E poi Luke Vallegy, che nessuno aveva invitato ma che nessuno, ormai, si sognava più di cacciare.
«Ho sentito che offrivate da bere,» disse. Non era vero, ma la frase fece sorridere tutti.

Un piccolo brindisi
Meryl portò un vassoio di zabaioni fumanti. Uno per ciascuno.
«Stavolta non faccio credito,» borbottò. «Ma se proprio insistete… potrei chiudere un occhio.»
Frank sollevò la tazza. «A chi ha scoperto la verità,» disse.
Camille lo affiancò. «E a chi ha avuto il coraggio di guardarla.»
Cecily Breeze aggiunse piano: «A una squadra che, nonostante tutto, ha funzionato.»
Goodwether annuì. «E a un po’ di neve che ha fatto la sua parte.»
Ross Baxter inspirò profondamente. «E a chi ha riportato pace alla mia fabbrica. Non lo dimenticherò.»
Selene Curtis sorrise, asciugandosi un fiocco di neve rimasto sui capelli. «Ai dettagli,» disse. «Sono sempre loro che parlano.»
David Santon sollevò il suo bicchiere con calma. «E a chi sa ben valutarli».

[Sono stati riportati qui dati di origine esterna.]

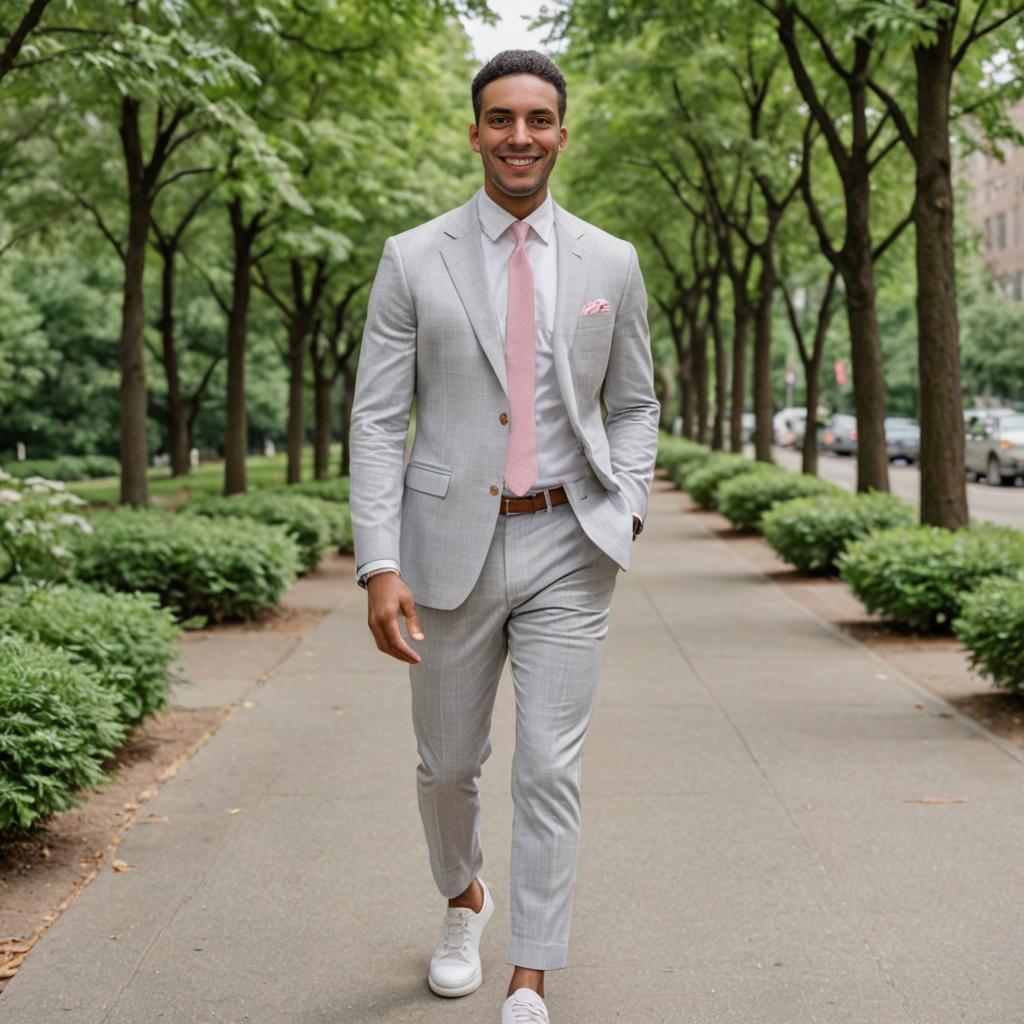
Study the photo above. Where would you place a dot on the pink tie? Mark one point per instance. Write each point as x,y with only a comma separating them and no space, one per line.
520,341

Sarah Sablin sollevò la tazza senza parlare. Francis Piard fece lo stesso, con un cenno breve, come al solito appena impercettibile.
Luke Vallegy ammiccò. «E a chi si limita a guardarvi fare il vostro lavoro».
Meryl, infine, posò l’ultima tazza sul tavolo. «A un Natale più lieve,» disse. «Ce lo siamo meritati».
Il sapore buono delle cose fatte insieme
Frank fece tintinnare la sua tazza contro le altre. Il suono si sparse nel locale come una promessa semplice e sincera. Fuori, la neve continuava a cadere. Dentro, per la prima volta dopo molto tempo, tutti sembravano respirare lo stesso sollievo.
Le storie storte erano state rimesse a posto. I colpevoli erano al freddo. E il calore del Guardians Café apparteneva a loro. Il brindisi fu l’ultimo gesto di quella notte.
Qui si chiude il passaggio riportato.